The EU Needs More Than Business as Usual for Sahel Policy

The EU Needs More Than Business as Usual for Sahel Policy

Last week French President Francois Hollande announced that Operation Serval in Mali has entered its final phase and hinted that the withdrawal of French troops from the country would begin within a matter of weeks. The French government has always maintained that it does not intend to keep its forces in the region for the long haul, and wants to hand over operations to an African-led force as soon as the situation in Mali is stable. Emphasis will now gradually move to diplomatic discussions at the U.N. for a resolution mandating a peacekeeping force, and the level of media attention on France’s high-profile intervention in the region will slip down a few notches.

The European Union Training Mission to Mali, which finally launched Feb. 18 after months of discussion, will work quietly alongside Malian armed forces, helping build their capacity and supporting the restoration of the country’s territorial integrity under civilian authority. The European Council has also decided to restart development cooperation with Mali, now that the interim government has adopted a road map to democracy and plans to hold elections by the end of July. The council will dedicate up to $320 million to this effort, which will prioritize the restoration of democracy through the electoral process, and peace through reconciliation and conflict prevention. In addition, EU aid will seek to provide basic services, strengthen food security and relaunch the Malian economy. So after around three months in crisis mode, with France at the helm, the EU’s engagement with Mali will fall back into something resembling business as usual, as part of its approach to the Sahel region more broadly.
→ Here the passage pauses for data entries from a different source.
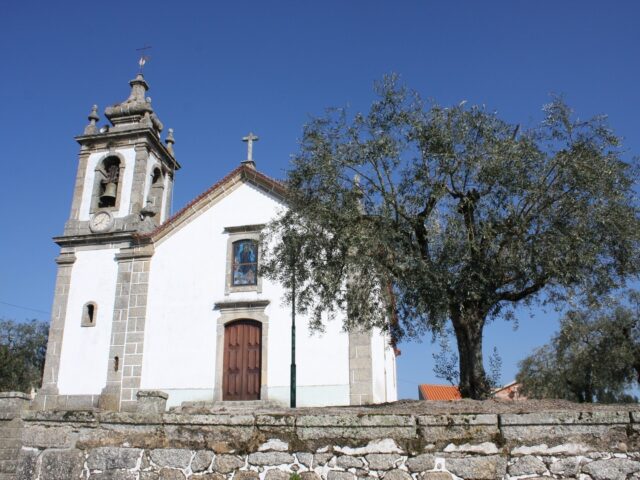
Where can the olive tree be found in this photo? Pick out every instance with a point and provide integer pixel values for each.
(595, 356)
(413, 214)
(23, 348)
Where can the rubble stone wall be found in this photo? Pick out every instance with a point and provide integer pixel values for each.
(336, 444)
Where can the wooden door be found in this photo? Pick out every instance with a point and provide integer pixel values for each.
(242, 360)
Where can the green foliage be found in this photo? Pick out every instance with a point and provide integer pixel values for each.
(595, 357)
(22, 352)
(412, 214)
(445, 362)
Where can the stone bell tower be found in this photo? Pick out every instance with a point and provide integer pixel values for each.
(123, 188)
(125, 173)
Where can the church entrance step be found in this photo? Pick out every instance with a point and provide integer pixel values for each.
(226, 406)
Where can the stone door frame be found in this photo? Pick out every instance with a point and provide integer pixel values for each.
(241, 310)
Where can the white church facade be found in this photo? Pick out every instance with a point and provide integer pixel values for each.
(146, 300)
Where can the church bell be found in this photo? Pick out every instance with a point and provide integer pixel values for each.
(109, 194)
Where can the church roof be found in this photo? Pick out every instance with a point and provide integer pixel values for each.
(244, 173)
(438, 392)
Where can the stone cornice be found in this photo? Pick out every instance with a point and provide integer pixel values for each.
(95, 141)
(93, 239)
(241, 304)
(135, 252)
(244, 228)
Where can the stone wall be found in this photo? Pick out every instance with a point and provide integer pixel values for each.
(388, 443)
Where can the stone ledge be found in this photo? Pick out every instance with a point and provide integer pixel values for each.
(566, 418)
(20, 395)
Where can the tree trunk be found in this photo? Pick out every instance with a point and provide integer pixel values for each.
(468, 324)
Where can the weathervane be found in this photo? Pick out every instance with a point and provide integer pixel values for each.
(250, 139)
(143, 56)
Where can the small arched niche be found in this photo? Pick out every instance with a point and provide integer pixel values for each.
(89, 314)
(107, 184)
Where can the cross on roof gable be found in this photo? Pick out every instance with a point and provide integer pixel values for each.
(243, 173)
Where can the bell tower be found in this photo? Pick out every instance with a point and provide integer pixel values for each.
(125, 172)
(123, 188)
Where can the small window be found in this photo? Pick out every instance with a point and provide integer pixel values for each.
(89, 313)
(245, 263)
What is lacking, however, is any comprehensive European approach to a region that suffers enormously from poverty and underdevelopment; weak states and conflicting local, regional and religious identities; numerous complex networks of armed rebel and terrorist groups, including al-Qaida in the Islamic Maghreb; and expanding circulation of weapons and drugs. The conflict in northern Mali has laid bare the extent to which these challenges directly affect European security and European strategic interests in North Africa, most notably during the hostage crisis at In Amenas. But given the Sahel’s geographic proximity to Europe and the regional nature of many of the militia groups operating there, the issues Europe faces there are not new. The problems have been there, growing, for a number of years -- but a coherent approach has not.